The Office for Budget Responsibility forecast at the time of October’s Budget that spending on health and disability benefits would rise from £64.7bn in 203-24 to an estimated £100.7bn by 2030.
The eligibility criteria for PIP – which is paid to people whether they are in work or not to help manage a disability – is also set to be tightened, and annual increases frozen for a year.
But rebels have warned that targeting PIP is a step “too far” and are coalescing around “stopping the freeze”, according to one Labour insider.
MPs meanwhile expressed concerns that the planned cuts could hit the wrong people.
“I don’t want to see any of my constituents who are chronically ill or disabled being financially prejudiced,” one said.
“Their lives are hard enough already. We need guarantees for supporting people who can’t get back to work. They are not languishing because of some sort of lifestyle choice but from their misfortune.”
A second MP said: “I don’t think you could be cutting PIP, that is where my buck stops. We shouldn’t be cutting it for anybody who is disabled and is in receipt of it because you will literally be pushing those people further into poverty. I don’t even don’t want to start talking about who’s the most severely disabled and who’s a deserving disabled person. No one should be talking like that.”
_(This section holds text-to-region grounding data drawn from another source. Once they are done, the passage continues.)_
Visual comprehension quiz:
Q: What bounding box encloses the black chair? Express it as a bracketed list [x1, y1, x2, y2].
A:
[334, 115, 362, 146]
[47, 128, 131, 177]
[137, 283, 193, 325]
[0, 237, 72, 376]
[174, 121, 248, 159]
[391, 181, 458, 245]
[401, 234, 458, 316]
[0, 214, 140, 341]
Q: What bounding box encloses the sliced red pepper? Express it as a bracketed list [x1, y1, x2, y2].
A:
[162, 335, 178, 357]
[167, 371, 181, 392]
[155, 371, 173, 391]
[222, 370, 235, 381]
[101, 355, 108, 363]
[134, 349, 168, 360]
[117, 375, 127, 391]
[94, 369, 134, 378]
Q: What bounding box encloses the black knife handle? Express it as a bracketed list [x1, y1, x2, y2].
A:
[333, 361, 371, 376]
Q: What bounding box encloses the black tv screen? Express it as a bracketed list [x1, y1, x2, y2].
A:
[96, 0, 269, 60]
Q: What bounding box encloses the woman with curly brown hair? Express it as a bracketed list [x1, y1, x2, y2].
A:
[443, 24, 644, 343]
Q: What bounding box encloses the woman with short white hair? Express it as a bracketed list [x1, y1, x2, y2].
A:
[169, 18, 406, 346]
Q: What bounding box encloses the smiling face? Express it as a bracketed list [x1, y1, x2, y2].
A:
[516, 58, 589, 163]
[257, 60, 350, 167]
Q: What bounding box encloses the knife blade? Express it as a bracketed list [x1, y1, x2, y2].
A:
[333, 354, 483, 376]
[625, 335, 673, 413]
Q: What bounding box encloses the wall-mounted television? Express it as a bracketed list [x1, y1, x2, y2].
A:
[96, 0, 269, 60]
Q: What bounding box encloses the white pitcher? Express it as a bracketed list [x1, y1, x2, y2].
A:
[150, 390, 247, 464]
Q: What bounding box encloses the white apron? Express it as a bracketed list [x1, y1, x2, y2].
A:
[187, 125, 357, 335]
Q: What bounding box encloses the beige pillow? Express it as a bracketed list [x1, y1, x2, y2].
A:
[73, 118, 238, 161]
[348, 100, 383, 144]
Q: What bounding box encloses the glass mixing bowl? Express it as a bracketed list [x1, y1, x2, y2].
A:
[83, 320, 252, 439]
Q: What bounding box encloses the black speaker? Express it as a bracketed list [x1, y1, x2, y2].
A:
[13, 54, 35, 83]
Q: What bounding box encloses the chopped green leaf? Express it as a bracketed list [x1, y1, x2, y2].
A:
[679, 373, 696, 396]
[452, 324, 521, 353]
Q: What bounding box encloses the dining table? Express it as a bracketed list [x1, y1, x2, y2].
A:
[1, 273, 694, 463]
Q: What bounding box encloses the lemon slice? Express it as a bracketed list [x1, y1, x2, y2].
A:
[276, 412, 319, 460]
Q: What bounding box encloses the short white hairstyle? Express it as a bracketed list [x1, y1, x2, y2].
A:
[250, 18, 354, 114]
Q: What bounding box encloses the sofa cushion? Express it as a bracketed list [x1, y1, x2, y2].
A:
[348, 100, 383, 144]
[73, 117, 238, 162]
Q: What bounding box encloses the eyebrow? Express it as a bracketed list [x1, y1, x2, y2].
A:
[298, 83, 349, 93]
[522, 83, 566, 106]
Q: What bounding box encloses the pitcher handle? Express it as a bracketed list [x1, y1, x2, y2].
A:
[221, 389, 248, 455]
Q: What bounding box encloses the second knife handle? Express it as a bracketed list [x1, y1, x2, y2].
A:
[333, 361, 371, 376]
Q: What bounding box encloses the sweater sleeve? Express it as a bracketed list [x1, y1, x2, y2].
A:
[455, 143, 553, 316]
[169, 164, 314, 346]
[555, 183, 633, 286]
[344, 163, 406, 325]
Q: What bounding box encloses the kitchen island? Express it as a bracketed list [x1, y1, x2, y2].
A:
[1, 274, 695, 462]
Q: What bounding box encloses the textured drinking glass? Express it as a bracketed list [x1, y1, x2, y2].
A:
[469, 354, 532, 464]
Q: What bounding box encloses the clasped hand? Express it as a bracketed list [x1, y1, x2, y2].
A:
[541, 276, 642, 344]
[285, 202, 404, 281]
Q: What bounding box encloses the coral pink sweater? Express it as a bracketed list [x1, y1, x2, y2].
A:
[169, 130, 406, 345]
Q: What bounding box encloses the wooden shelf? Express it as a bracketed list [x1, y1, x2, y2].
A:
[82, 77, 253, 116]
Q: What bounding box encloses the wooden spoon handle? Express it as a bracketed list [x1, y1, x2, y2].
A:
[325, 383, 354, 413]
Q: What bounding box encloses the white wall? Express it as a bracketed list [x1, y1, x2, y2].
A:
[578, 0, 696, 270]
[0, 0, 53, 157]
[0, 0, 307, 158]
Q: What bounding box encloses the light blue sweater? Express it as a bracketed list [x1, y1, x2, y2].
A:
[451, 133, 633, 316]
A third MP meanwhile suggested there were fears the freeze could continue for more than a year.
“On the PIP freeze on updating, a one year real terms cut is viewed with horror, anything more would just be off the scale for people.”
It came as left-wing campaign group Momentum launched an online lobbying campaign to encourage people to write to their MPs to oppose welfare cuts.
Sir Keir Starmer defended the Government’s plans on a visit to Hull on Thursday.
The Prime Minister said: “The welfare system as it’s set up, it can’t be defended on economic terms or moral terms.
“Economically, the cost is going through the roof. So if we don’t do anything, the cost of welfare is going to go to £70bn per year. That’s a third of the cost of the NHS.
“That’s more than the Home Office and our prisons combined. So we’re making choices here.”